Jesus predicts hardships, suffering for his followers, including being arrested and handed over to authorities. In the book of Acts alone, there are arrests in six of the book’s chapters (4, 5, 12, 21, 24 and 28), and other histories confirm the continued persecution of Christians well beyond that first century of New Testament writing.
When you come from a culture which has a powerful belief in the end of the world being very real and possibly very close, those highly disturbed and dangerous times must have seemed truly ominous and threatening.
But despite everything they went through, this was not the end of the world that those early followers of Jesus knew. It was not the end time of all things; and the challenge for us, in this difficult and complex passage in our scriptures, is to realise that beyond every ruined temple, beyond every war, every false prophet, every hardship, persecution and injustice, there are still lives to be lived and a kingdom of justice and peace to strive for.
The temple may have come to an end, but that was not the death of either Judaism or the Christianity which was beginning to grow out of it. Peace may come to an end and be swallowed for a time by war, but war is not the way the world ends.
The stability of our societies may fracture and be shaken in earthquakes - sometimes geological, sometimes economic or social, but fear and uncertainty do not lead us beyond the point where recovery and rebuilding are possible. People will try to misuse Jesus’s teachings, but the world does not end at the hands of people who deny and discredit the truth of the gospel message.
Dreadful predictions may tempt us to play the prophet by looking for concealed meanings behind mysterious happenings, but as disciples of Jesus nothing should ever divert us from our calling to live in the love which Jesus taught, and to live in the God to whom Jesus pointed.
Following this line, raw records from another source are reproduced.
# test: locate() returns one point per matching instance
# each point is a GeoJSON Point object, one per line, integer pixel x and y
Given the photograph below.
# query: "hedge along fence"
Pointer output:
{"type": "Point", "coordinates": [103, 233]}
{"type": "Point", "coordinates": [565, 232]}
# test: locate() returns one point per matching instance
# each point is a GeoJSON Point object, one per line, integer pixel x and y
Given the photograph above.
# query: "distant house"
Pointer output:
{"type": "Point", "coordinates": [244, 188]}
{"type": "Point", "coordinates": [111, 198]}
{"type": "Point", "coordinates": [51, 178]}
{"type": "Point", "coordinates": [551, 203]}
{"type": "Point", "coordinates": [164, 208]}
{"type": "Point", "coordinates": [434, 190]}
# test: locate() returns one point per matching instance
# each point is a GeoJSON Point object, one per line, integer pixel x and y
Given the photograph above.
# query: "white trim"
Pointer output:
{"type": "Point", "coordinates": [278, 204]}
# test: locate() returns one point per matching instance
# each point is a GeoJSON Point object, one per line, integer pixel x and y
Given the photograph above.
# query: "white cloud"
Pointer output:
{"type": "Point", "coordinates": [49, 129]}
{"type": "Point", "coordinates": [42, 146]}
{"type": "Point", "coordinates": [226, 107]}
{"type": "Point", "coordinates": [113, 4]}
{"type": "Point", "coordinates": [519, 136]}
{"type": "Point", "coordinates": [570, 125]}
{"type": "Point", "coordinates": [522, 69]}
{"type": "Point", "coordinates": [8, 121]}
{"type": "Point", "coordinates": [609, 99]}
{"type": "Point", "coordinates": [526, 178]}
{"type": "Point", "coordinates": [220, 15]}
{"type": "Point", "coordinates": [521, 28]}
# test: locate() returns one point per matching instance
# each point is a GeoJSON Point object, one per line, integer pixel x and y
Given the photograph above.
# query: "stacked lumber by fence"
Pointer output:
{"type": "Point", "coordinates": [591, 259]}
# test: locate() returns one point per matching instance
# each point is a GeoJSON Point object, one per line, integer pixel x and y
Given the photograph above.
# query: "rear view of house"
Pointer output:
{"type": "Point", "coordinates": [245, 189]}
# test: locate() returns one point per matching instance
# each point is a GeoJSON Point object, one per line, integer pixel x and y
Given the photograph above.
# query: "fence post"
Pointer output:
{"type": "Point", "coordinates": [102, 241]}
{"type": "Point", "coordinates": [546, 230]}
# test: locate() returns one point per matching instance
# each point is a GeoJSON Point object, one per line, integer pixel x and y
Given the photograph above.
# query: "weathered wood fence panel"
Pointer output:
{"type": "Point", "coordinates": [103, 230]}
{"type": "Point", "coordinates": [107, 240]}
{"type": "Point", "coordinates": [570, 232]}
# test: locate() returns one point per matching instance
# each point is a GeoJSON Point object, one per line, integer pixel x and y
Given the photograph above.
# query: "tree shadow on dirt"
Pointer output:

There is an even greater drama unfolding: the challenge of speaking God’s truth to such a volatile, fragmented and disrupted world. "This will give you an opportunity to testify", says the gospel.
Every priority we have in this church is concerned with speaking God’s truth to our world. Every welcome given to a stranger, every concern we show for each other, every expression of love we share with another, every aspect of how we live our lives, all testify to the world around us about our understanding of God’s truth. In so many ways, we testify to our faith by getting on and living our faith in a world which may seem to be crumbling around us and descending into chaos.
November is the month when we remember - when we draw on the benefit of our own hindsight. We focus our minds on sacrifice, courage and loss brought about by conflict and violence in our world. There is a sense in which these passages in the first three gospels are also an act of remembrance, nurtured by those earliest communities of followers and embedded in their faith traditions, as a way of paying tribute to the courage and resilience of those who survived the ravages of the middle years of that first century AD and yet still testified to their faith in the life and teachings of Jesus.
Theirs is a testimony which remains a challenge for us in our own day, in the face of what continues to be a dangerous and unpredictable world.
And what does that testimony to the good news of Jesus look like? How do we take up our opportunities to testify?
We do so in every welcome given to a stranger, every concern we show for each other, every expression of love we share with another, every time we walk alongside someone who needs a companion: in fact we testify in every facet of how we live our lives, because our lives are our testimony.